Understanding Your Dashboard Scores
Every score on this dashboard represents a signal derived from analyzing how companies communicate risk in their SEC filings. When disclosure language changes — words added, removed, softened, or sharpened — it generates a measurable signal.
There are two distinct scoring dimensions: Disclosure Risk Scores measure raw filing changes, while Signal Scores layer contextual intelligence on top.
Score Ranges
Filing language is consistent with historical norms. No signal — the absence of change is itself informative.
Minor language adjustments. Routine quarterly updates or regulatory boilerplate changes. Worth monitoring.
Meaningful language changes. New risk factors may have been introduced. Warrants active monitoring.
Substantial disclosure shifts. Companies communicating materially different risk postures. Historically precedes notable price movements.
Exceptional filing changes. Fewer than 5% of all scored filings. Historically correlates with major corporate events.
Reading the Delta (Δ)
The delta shown alongside scores represents the point change from the prior period. Delta captures momentum — often more important than the score itself.
Signal performance reflects historical observations. Past performance does not guarantee future results. Not investment advice.
How Traders Use These Signals
Disclosure risk scores are forward-looking signals derived from the language companies use in their SEC filings.
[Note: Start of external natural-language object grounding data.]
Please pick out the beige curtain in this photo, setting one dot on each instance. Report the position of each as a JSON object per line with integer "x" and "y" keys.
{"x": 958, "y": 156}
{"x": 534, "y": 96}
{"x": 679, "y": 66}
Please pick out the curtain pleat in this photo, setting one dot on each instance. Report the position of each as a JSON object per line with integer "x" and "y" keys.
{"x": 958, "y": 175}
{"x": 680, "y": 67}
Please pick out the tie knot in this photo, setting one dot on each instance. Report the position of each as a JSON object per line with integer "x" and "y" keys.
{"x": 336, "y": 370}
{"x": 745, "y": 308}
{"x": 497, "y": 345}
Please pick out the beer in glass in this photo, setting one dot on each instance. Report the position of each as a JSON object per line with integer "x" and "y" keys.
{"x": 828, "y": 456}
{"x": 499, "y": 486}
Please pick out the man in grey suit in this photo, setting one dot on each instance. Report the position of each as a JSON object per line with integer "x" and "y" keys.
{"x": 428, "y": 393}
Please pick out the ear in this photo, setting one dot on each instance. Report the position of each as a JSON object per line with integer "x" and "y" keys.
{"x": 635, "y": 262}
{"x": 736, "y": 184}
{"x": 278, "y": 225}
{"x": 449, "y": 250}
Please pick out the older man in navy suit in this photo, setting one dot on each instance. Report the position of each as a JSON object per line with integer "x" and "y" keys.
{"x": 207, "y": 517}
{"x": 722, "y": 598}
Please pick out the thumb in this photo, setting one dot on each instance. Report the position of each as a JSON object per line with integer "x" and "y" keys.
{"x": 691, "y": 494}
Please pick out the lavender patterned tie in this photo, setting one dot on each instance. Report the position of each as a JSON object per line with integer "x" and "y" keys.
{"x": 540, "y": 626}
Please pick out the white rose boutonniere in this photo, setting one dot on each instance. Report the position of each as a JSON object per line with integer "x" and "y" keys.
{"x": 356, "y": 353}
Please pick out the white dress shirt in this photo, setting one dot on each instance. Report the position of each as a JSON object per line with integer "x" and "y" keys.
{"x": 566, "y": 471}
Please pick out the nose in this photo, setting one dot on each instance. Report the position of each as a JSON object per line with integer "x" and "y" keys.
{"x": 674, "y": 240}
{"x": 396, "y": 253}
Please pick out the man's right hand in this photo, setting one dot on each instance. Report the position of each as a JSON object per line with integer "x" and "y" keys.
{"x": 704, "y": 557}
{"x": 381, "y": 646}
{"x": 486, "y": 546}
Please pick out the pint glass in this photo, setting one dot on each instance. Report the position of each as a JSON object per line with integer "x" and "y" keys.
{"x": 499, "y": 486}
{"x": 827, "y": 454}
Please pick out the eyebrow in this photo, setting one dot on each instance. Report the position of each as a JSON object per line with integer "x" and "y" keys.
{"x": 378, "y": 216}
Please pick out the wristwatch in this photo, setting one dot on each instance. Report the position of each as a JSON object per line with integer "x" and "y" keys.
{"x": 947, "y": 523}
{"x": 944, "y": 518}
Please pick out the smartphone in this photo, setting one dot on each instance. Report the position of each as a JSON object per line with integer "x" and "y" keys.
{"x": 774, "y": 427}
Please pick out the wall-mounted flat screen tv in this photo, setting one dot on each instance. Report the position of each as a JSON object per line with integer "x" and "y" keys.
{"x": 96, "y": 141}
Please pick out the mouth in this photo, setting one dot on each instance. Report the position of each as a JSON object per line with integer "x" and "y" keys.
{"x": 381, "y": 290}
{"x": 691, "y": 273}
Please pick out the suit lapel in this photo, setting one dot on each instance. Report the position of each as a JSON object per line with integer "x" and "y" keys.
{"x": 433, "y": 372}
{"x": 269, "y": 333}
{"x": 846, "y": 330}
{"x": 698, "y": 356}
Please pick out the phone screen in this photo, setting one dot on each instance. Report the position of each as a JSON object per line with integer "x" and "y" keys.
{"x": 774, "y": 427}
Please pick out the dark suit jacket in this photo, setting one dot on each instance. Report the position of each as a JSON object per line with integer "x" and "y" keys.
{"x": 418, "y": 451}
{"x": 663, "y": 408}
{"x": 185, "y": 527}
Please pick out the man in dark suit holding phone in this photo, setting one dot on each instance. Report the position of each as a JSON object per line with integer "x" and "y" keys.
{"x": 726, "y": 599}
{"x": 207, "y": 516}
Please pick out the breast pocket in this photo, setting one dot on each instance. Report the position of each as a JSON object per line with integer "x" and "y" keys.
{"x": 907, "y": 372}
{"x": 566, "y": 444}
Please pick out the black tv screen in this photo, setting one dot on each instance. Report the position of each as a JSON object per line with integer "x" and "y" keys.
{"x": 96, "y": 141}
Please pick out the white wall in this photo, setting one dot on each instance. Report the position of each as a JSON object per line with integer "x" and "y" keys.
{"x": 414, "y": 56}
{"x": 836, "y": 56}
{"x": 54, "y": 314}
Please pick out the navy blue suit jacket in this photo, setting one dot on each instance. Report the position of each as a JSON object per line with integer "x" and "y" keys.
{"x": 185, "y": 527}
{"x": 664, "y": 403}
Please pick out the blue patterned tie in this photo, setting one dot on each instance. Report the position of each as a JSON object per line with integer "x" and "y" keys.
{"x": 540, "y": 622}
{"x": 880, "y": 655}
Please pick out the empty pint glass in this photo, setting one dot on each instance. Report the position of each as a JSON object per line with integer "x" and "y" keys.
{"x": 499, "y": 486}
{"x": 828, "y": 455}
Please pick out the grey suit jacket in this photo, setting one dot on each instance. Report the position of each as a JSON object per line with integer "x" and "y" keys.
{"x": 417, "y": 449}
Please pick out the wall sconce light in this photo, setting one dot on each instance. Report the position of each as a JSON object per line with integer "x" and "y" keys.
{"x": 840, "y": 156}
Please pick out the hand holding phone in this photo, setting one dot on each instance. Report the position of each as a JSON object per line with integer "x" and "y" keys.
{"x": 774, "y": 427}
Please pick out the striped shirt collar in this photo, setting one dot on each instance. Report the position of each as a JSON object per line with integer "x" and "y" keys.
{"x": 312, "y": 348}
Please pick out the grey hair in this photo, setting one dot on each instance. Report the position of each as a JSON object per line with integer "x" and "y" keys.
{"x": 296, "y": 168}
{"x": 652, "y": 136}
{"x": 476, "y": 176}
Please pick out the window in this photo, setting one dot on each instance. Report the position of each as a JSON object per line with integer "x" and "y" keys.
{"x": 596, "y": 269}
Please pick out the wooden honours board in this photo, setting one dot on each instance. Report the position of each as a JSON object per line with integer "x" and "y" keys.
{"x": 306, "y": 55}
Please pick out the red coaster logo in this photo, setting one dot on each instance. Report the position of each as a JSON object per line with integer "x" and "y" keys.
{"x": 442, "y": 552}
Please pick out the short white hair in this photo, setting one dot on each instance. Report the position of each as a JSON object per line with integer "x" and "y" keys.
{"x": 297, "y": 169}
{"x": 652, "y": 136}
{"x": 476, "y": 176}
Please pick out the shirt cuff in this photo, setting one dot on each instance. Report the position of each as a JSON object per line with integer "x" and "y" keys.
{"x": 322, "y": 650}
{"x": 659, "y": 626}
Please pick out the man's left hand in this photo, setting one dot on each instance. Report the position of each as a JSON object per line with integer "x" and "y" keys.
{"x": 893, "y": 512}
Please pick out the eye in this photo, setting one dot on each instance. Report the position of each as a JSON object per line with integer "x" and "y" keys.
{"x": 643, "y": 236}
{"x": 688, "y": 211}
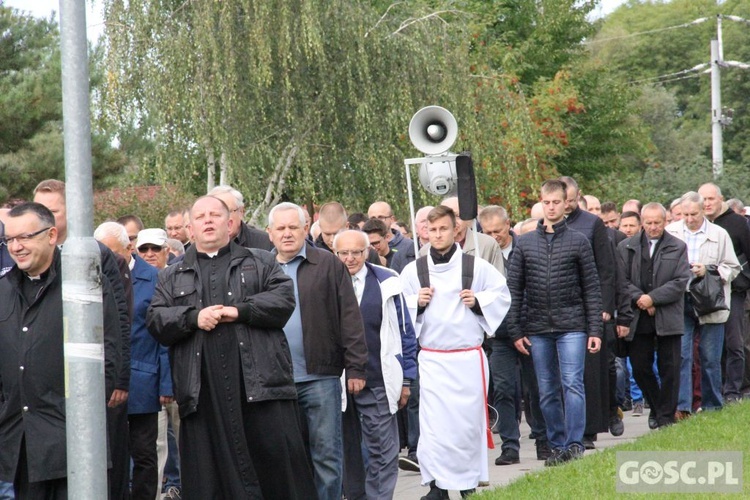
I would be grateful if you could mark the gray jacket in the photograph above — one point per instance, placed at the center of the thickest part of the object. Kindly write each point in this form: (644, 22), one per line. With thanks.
(671, 272)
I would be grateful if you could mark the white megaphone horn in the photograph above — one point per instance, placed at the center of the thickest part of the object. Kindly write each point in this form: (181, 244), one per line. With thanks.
(433, 130)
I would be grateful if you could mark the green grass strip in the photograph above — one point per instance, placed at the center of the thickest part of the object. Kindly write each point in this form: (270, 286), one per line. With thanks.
(594, 476)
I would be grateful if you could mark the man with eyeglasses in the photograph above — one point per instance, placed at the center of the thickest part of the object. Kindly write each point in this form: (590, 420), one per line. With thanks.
(152, 247)
(325, 335)
(242, 233)
(176, 225)
(397, 242)
(370, 418)
(32, 391)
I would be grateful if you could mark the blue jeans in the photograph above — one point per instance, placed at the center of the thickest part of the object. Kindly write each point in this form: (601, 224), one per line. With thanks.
(559, 361)
(710, 348)
(320, 405)
(504, 372)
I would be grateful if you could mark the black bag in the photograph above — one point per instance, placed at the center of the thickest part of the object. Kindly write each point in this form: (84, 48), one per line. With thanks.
(742, 282)
(707, 293)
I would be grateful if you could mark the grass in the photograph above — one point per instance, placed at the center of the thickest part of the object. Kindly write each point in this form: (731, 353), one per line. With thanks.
(594, 475)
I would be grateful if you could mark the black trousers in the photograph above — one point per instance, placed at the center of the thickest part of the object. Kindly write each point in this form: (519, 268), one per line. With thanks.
(661, 396)
(54, 489)
(143, 431)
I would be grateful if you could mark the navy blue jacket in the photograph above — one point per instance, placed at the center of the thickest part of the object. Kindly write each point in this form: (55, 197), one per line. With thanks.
(150, 376)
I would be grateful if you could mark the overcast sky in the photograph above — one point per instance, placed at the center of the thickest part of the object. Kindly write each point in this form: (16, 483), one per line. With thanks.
(43, 8)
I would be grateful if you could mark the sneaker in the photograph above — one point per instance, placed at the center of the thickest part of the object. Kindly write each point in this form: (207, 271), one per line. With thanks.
(557, 456)
(616, 427)
(409, 463)
(508, 457)
(436, 493)
(588, 442)
(638, 409)
(575, 452)
(542, 450)
(173, 493)
(680, 415)
(467, 493)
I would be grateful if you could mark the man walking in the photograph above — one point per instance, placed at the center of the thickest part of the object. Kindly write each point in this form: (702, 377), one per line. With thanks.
(221, 312)
(552, 273)
(451, 318)
(656, 273)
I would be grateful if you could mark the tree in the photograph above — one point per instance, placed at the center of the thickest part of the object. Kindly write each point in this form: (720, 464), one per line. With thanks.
(31, 143)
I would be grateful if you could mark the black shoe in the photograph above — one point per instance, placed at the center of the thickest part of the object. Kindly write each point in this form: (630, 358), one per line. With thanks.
(588, 442)
(557, 456)
(508, 457)
(409, 463)
(616, 427)
(467, 493)
(436, 493)
(542, 450)
(575, 452)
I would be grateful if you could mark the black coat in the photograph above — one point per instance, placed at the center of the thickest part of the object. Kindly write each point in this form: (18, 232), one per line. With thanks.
(32, 398)
(557, 282)
(671, 272)
(256, 284)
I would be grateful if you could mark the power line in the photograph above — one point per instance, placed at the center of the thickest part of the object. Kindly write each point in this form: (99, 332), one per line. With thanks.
(658, 30)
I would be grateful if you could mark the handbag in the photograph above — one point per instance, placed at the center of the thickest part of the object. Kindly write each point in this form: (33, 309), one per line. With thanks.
(742, 282)
(707, 293)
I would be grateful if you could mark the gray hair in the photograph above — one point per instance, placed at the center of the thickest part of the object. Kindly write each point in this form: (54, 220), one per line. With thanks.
(493, 211)
(736, 204)
(654, 206)
(111, 229)
(365, 239)
(281, 207)
(224, 188)
(692, 197)
(176, 246)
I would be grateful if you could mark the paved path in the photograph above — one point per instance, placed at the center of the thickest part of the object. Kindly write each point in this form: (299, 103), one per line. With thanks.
(409, 488)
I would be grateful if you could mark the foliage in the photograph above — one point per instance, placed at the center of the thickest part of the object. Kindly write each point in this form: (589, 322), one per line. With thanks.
(150, 203)
(31, 142)
(310, 101)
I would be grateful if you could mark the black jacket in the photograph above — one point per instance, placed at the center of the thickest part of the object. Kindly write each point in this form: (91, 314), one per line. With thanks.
(250, 237)
(604, 253)
(557, 283)
(32, 375)
(671, 272)
(256, 282)
(332, 328)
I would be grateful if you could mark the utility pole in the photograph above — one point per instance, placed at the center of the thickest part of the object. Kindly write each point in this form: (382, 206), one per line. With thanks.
(85, 402)
(716, 118)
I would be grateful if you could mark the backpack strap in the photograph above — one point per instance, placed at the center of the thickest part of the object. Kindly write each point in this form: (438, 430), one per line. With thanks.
(467, 271)
(423, 272)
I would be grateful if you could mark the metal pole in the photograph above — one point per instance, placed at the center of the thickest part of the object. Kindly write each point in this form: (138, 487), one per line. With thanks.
(716, 132)
(85, 402)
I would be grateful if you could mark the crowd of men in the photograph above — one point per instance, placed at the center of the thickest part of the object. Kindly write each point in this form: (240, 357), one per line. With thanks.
(297, 362)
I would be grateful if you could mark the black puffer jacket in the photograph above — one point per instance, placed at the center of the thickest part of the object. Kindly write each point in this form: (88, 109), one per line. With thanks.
(557, 282)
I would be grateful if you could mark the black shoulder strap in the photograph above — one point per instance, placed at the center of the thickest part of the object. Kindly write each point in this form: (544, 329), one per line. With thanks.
(467, 271)
(423, 272)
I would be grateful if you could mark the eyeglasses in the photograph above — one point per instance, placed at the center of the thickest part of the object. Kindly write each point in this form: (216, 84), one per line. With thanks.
(24, 238)
(354, 253)
(152, 248)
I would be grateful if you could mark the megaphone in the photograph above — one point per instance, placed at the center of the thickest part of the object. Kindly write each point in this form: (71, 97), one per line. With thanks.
(433, 130)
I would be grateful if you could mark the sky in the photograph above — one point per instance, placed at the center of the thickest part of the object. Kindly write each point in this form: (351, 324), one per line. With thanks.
(43, 8)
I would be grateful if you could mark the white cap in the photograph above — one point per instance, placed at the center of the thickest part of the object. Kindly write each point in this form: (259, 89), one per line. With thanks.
(152, 236)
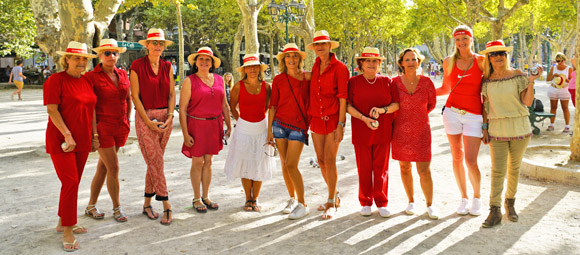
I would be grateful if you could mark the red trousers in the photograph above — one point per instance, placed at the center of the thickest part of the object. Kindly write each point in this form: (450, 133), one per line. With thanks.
(69, 169)
(152, 146)
(372, 162)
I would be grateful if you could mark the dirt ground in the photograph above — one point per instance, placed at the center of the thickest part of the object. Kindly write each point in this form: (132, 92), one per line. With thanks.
(549, 212)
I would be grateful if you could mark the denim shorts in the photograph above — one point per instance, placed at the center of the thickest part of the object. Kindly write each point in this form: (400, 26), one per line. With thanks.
(281, 132)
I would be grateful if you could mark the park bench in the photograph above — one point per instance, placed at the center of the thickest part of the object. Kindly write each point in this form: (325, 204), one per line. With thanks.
(537, 117)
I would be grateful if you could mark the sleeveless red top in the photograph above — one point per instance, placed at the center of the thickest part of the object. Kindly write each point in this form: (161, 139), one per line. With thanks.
(252, 107)
(467, 94)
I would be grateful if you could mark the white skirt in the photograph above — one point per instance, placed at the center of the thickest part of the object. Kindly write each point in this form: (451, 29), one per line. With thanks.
(247, 156)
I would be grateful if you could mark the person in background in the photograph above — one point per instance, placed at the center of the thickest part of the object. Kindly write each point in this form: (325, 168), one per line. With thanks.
(70, 133)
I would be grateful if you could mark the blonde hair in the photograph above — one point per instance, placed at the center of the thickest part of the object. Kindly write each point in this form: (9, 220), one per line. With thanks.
(488, 68)
(420, 57)
(282, 63)
(455, 54)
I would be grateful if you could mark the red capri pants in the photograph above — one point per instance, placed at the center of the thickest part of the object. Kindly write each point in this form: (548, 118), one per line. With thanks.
(373, 173)
(69, 169)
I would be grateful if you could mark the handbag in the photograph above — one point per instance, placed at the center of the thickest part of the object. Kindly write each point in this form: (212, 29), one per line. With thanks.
(443, 109)
(299, 108)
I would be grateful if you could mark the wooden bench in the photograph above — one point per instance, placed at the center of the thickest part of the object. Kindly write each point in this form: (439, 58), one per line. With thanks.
(537, 117)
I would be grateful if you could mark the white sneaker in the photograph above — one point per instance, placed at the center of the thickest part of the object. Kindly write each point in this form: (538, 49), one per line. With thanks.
(299, 211)
(384, 212)
(432, 213)
(475, 207)
(290, 206)
(366, 211)
(410, 209)
(462, 209)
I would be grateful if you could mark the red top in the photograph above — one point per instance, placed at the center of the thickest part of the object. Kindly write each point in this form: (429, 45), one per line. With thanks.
(288, 111)
(153, 89)
(328, 87)
(364, 96)
(411, 129)
(467, 94)
(76, 103)
(111, 105)
(252, 107)
(206, 101)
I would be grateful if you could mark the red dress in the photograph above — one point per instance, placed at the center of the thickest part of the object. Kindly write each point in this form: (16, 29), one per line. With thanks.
(412, 131)
(205, 102)
(111, 108)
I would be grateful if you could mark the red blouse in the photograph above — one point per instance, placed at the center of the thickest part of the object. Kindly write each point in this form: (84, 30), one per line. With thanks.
(111, 105)
(288, 111)
(153, 89)
(76, 103)
(252, 107)
(364, 96)
(328, 87)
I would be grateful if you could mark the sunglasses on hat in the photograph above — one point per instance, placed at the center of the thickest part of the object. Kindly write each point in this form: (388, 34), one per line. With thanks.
(109, 53)
(497, 53)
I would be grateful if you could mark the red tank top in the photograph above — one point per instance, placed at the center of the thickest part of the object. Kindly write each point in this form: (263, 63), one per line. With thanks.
(252, 107)
(467, 94)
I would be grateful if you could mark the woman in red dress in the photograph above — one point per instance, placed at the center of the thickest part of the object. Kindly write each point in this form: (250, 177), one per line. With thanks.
(371, 101)
(70, 103)
(412, 132)
(288, 123)
(327, 111)
(113, 110)
(153, 94)
(204, 105)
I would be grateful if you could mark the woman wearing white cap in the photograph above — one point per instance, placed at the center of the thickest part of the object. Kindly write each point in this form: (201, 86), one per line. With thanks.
(113, 111)
(372, 100)
(70, 103)
(462, 74)
(248, 156)
(153, 94)
(288, 123)
(328, 93)
(558, 90)
(411, 129)
(203, 107)
(507, 94)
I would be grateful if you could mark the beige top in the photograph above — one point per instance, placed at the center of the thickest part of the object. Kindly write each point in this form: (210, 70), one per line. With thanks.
(507, 114)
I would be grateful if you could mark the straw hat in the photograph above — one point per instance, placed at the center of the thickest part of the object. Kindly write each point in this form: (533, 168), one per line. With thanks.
(495, 46)
(370, 52)
(155, 34)
(288, 48)
(76, 49)
(109, 44)
(204, 51)
(320, 37)
(252, 60)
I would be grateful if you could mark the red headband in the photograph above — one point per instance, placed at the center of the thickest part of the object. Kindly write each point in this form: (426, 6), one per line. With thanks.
(462, 32)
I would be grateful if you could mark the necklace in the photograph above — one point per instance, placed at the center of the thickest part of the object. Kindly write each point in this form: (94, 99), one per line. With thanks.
(375, 80)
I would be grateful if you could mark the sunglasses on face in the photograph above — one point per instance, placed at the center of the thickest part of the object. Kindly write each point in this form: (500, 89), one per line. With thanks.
(497, 53)
(109, 53)
(160, 43)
When a company’s language changes significantly between filings, it often precedes material events. Here’s how institutional traders apply these signals:
Scores above 60 historically precede negative price action within the defined forward window. Institutional desks use these as screening filters for short candidates or portfolio risk reduction triggers. A rising delta confirms the trend is accelerating.
Scores under 25 indicate stable or improving disclosure language. These companies are maintaining consistent communication, a positive signal for long holders. Declining deltas suggest improving transparency and reduced forward risk.
The contextual score enriches the filing signal with additional market intelligence. When both language and context align (e.g., critical language score + negative contextual indicators), the signal strength increases significantly. Divergences—where signals point in different directions—often represent contrarian opportunities.
Important: These signals are analytical tools, not trading recommendations. Always combine with your own research and risk management framework.
Signal Validation & Track Record
Our disclosure risk methodology has been validated across 24,209 SEC filings from 4,745 tickers spanning 30+ years of the U.S. equity universe. The scoring system is stress-tested using Fama-French 5-factor controls with Bonferroni-corrected significance thresholds, ensuring the signals survive rigorous academic scrutiny.